Chancen und Gefahren einer Grenzänderungen anhand ethnischer Linien zwischen Serbien und Kosovo
Graffitti

Schriftzug "Kosovo ist heiliges serbisches Land" am Stadion von FK Partizan in Belgrad

© FNF

In der Frage der Normalisierung der Beziehungen zwischen Serbien und Kosovo zeichnet sich eine neue Option ab. Eine Neuziehung der Grenzen wird erstmals von beiden Akteuren öffentlich in Erwägung gezogen. Ob das zu langfristiger Stabilität im Westbalkan führt ist fraglich.
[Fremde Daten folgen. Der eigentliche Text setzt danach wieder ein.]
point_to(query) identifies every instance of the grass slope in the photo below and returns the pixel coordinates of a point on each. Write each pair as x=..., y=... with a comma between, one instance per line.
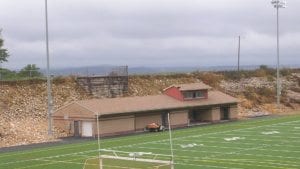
x=268, y=143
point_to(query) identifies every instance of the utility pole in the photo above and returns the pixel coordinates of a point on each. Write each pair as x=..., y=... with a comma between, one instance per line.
x=50, y=102
x=278, y=4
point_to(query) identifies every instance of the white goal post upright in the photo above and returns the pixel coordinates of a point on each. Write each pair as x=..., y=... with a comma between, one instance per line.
x=98, y=135
x=171, y=142
x=115, y=155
EU-Erweiterungskommissar Johannes Hahn nannte es einen historischen Moment: Während des jährlichen Forum Alpbach haben die Präsidenten Serbiens und des Kosovo erstmals auf internationaler Bühne klargestellt, dass sie Grenzänderungen anhand ethnischer Linien zwischen beiden Staaten nicht ausschließen, um einen Friedensvertrag zu schließen. Aleksandar Vučić und Hashim Thaçi sagten in Tirol, dass keine Option ausgeschlossen werden dürfte. Für Brüssel gelten Grenzänderungen als eine rote Linie. Noch vor zwei Wochen hatte Bundeskanzlerin Angela Merkel neue Grenzen zwischen Belgrad und Pristina ausgeschlossen.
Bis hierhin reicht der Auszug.